Second: I sort the array using quicksort. (The range is too large, so I think radix sort won't be that efficient). Then I iterate over it, breaking out with an answer of 0 if two consecutive numbers are equal, else storing the minimum of the difference between that number and the previous number and the previous result.

Which one will be more efficient?

Is there any better algo?

Stackoverflow has a number of posts in this regard, but they didn't help much. Here's my code in Perl:

sub position {
    my @list   = @{$_[0]};
    my $target = $_[1];

    my ($low,$high) = (0, (scalar @list)-1);

    while ($low <= $high) {
        $mid = int(($high + $low)/2);

        if ( $list[$mid] == $target ) {

            return $mid;
        }
        elsif ( $target < $list[$mid] ) {

            $high = $mid - 1; 
        }
        else {

            $low = $mid + 1;
        }
    }
    $low;
}
sub max { $_[0] > $_[1] ? $_[0] : $_[1]; }
sub min { $_[0] > $_[1] ? $_[1] : $_[0]; }

$ans        = 10_000_000_000;
@numbers    = (234, 56, 1, 34...123); #given array
($max,$min) = @num[0, 0];
@sorted     = ($numbers[0]);

for ( @num[1 .. $#num] ) {
    $pos = position(\@sorted, $_);

    if ( $sorted[$pos] == $_ ) { 

        $ans = 0;
        last;
    }
    splice @sorted, $pos, 0, $_;

    if ( $#sorted == $pos ) { 

        $ans = min($_-$sorted[-2], $ans);
    }
    elsif ( 0 == $pos ) {

        $ans = min($sorted[1]-$_, $ans);
    }
    else { 

        $ans = min(min(abs($sorted[$pos-1]-$_), abs($sorted[$pos+1]-$_)), $ans);
    }
    $max = max($_, $max);
    $min = min($_, $min);
}
print "$ans\n";

Answer 1

You have up to 5k elements.

Note that a sandy bridge processor has 32KB L1-Cache, assuming 4 bytes integer - it means it can contain 8192 integers.

I'd try to avoid as much as possible creating additional data (except counters and such), and do everything in place using the same array.
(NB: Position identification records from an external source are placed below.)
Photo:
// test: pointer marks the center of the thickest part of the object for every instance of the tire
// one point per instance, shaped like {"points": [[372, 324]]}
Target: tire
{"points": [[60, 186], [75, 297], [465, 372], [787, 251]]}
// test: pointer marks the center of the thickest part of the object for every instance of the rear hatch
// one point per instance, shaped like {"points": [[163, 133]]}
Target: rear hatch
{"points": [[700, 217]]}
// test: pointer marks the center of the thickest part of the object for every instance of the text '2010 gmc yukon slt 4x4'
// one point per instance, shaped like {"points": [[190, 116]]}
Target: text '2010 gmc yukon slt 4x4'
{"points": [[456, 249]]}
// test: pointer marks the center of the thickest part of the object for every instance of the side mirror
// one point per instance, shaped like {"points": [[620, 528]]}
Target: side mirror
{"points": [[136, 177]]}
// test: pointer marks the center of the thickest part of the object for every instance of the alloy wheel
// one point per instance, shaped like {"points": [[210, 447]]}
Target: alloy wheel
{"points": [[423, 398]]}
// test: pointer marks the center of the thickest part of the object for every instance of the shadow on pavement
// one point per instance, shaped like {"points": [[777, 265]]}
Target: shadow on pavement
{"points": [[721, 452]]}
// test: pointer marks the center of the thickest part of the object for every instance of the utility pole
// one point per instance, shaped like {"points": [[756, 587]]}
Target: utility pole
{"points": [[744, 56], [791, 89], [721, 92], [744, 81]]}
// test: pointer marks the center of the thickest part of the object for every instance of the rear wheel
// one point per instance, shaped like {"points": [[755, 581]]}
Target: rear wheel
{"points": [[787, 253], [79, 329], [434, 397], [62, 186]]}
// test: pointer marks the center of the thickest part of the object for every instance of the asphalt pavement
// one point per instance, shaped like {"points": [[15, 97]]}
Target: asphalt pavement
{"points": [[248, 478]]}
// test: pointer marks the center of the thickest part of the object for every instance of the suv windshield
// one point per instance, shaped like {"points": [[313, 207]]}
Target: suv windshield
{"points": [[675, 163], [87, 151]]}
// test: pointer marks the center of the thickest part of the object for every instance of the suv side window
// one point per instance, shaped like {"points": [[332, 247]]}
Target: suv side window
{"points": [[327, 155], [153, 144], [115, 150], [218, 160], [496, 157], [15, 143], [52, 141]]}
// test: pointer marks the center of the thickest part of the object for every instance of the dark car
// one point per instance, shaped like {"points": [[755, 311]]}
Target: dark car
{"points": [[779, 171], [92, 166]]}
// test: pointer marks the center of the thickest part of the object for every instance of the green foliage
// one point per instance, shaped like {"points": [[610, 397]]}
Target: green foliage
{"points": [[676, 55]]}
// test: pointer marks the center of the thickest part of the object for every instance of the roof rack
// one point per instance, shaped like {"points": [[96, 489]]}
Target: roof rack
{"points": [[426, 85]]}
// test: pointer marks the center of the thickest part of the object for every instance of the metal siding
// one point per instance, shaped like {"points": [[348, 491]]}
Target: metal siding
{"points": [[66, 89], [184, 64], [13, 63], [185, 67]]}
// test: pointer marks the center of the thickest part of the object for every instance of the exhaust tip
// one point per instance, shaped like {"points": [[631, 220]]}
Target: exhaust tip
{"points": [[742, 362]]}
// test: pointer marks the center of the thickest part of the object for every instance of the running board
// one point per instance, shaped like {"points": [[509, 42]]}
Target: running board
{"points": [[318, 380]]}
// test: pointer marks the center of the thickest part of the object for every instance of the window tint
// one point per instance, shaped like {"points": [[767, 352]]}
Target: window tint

This will make the number of cache-misses very small, and will probably outpeform any algorithm.

Thus, an in-place quicksort and than iterating over the elements in the array will probably be better then any other solution, both for being cache-efficient, while still keeping decent asymptotical complexity of O(nlogn).

Note - Although this solution will probably be more efficient (at least theoretically), the scale is still very small - and unless you are going to do this oporation a lot of times - it just doesn't worth your time over-optimizing it.

---

General tip: when talking about small scale problems (and up to 5000 elements fits this criteria) the big-O notation is usually not enough. The cache performance is usually the dominant factor in these problems.

Answer 2

This is the closest pair problem in one-dimension. Note that solving this problem is at least as hard as solving the element uniqueness problem, since if there are any duplicate elements then the answer is 0.

The element uniqueness problem requires O(n lg n) time to solve, so this problem must also be at least that hard. Since the sort-the-iterate solution you proposed is O(n lg n), there is no better asymptotic worst-case algorithm available.

As noted in the wiki article however, there are algorithms that have worse worst-case running time, but linear expected running time. One such method is described in this article, it seems pretty complicated!